“Manchester United’s Shocking Snub: Bruno Fernandes Shuts Down James Maddison Transfer!”

Joe Lee

Since James Maddison, an England midfielder, was “too identical” to Bruno Fernandes, Old Trafford administrators decided against selecting Maddison this summer.

According to Manchester Evening News reporter Samuel Luckhurst, Maddison was taken into consideration by United because of his cheap availability following Leicester’s Premier League relegation, but he was eventually passed over because of his creative number 10 profile.

When Fernandes plays at his best, he uses the exact same region of the pitch and playing style as Maddison. Both are prolific players who flourish when the ball is received in the gap between the defense and midfield of the opposition, when there are willing runners ahead of them.

According to Luckhurst, this overlap in skill sets is what prompted United to search elsewhere this summer. Erik ten Hag may suffer consequences from this, but Tottenham Hotspur has reaped major benefits from it.

Madison moved to London for an apparent steal of £40 million, and since then, he has been electric at the white of the Lilywhites. The number ten makes a compelling argument to be the player of the season thus far as well as the summer signing thanks to his three goals, five assists, and creative heartbeat of his newly adopted home.

Following Harry Kane’s departure from Tottenham in the summer, Maddison assumed the heavy responsibility of wearing the number ten shirt. It would be an understatement to suggest that he has flourished under duress.

With Maddison leading the Australian revolution, Tottenham is presently leading the Premier League standings and playing an exciting brand of aggressive game under new manager Ange Postecoglou.

In contrast, Mason Mount is a player who has not flourished when faced with the demands of a heavy shirt.

At the same time as Maddison’s move, the Cobham alumnus switched from Stamford Bridge to Old Trafford, earning the coveted number seven shirt at United in the process. That’s where Maddison and I part ways.

Mount’s life in Manchester has been a lonely beginning. Due to a mix of injuries, low self-esteem, and an ineffective tactical setup by his new management, Mount has not been able to make an impact on games. In eight games, one assist and zero goals speak for themselves.

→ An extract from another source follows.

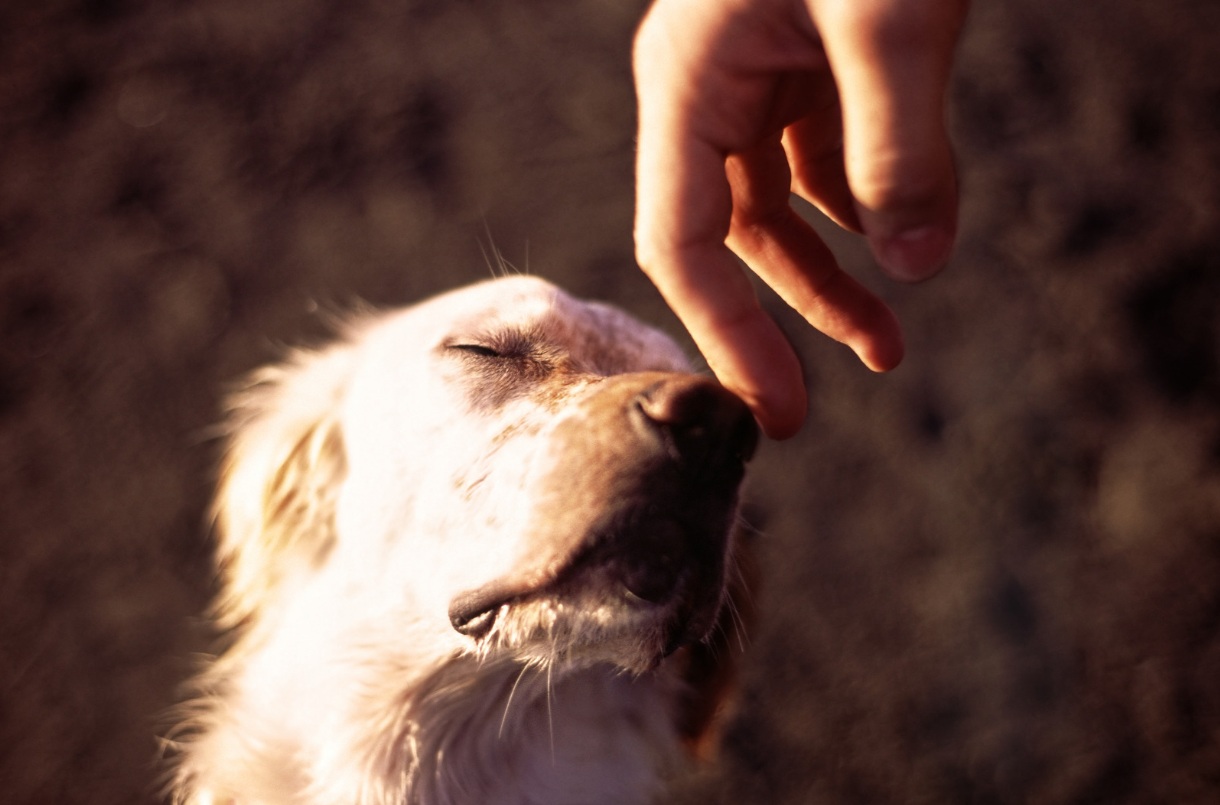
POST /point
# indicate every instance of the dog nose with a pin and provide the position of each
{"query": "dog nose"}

The fact that Mount has continued to play with Fernandes at number ten is the most perplexing aspect of the trade, which cost United possibly £60 million for a player who only has one year left on his contract.

Because of Maddison’s similarity to the United captain, Old Trafford authorities were rumored to have dismissed the idea of making a bid for him; yet, the plan they came up with is flawed in many of the same ways. This approach is ill-thought out, as evidenced by United’s midfield on opening day against Wolves and in numerous subsequent variations.

Mount is a player that is virtually more of a forward and performs best as the most advanced midfielder. This is also true for Maddison and Fernandes.

However, the Spurs player was offered at a salary that was over two thirds that of Mount. While playing for a far poorer side, Maddison has routinely provided goals and assists at a pace comparable to his England teammate.

Though Mount continues to put up the same performances that made many doubt his greatest qualities while at Chelsea (or England), his rate of output seems to have increased now that he has joined a “big six” team.

Should one choice determine the difference between Tottenham and United this season, it would be the midfield addition made in the summer.